Britain has attempted to rule itself out of taking part in any new loan assistance to Greece but Chancellor George Osborne has admitted that it is likely Athens will need more help next year.
Finance Minister George Papaconstantinou admitted this weekend that Greece is examining various ways in which to ease its debt burden, including the possibility of the European Financial Stability Facility buying its bonds, as it looks unlikely that Athens will be able to access international markets next year.
“The markets continue to disbelieve in our country,» he said. «We have to plan our next steps for 2012, for 2013.»
Several EU finance minister, including Papaconstantinou, discussed in Luxembourg on Friday the possibility that Greece would be unable to meet its financial commitments next year.
The British chancellor said that a Greek default is not a foregone conclusion but it is certain that some change to the Greek package would be needed.
“I certainly don’t think it’s inevitable that Greece is going to default,» Osborne told the BBC on Sunday.
“I think it’s inevitable that we are going to look at the Greek package and see what they can do to get through next year but that might involve additional assistance from, for example, the euro zone.”

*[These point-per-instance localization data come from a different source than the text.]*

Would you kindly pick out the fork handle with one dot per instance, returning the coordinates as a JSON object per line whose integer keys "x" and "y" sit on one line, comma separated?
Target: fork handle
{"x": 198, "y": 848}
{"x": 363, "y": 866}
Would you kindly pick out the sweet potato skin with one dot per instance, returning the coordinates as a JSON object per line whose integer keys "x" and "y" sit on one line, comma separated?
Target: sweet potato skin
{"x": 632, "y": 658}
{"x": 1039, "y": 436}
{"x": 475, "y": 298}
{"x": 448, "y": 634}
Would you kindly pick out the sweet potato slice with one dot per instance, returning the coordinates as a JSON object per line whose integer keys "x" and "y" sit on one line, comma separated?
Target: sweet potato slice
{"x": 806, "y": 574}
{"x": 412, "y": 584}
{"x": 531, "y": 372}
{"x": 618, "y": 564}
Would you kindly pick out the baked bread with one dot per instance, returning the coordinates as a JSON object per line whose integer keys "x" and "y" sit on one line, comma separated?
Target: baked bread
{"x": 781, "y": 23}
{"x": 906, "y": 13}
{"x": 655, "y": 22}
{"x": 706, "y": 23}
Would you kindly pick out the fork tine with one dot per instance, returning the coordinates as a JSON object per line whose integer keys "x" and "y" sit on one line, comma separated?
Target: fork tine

Osborne admitted markets were skeptical about Greece’s ability to refinance maturing debt, something that had been assumed when international lenders first agreed to help Greece last year.
“The market is quite sceptical about that happening and I suspect a lot of my time over the next few weeks is going to be with other European finance ministers talking about how we try to help the Greeks get through this situation,» he said.
He said he did not want Britain to be part of any further bailout of Greece, and was a «reluctant participant» in the EU-IMF bailout of Portugal.
“I didn’t sign up to that approach. It was something signed up to by my predecessor,» he said.
“We certainly don’t want to be part of any bailout of Greece, a second bailout of Greece.”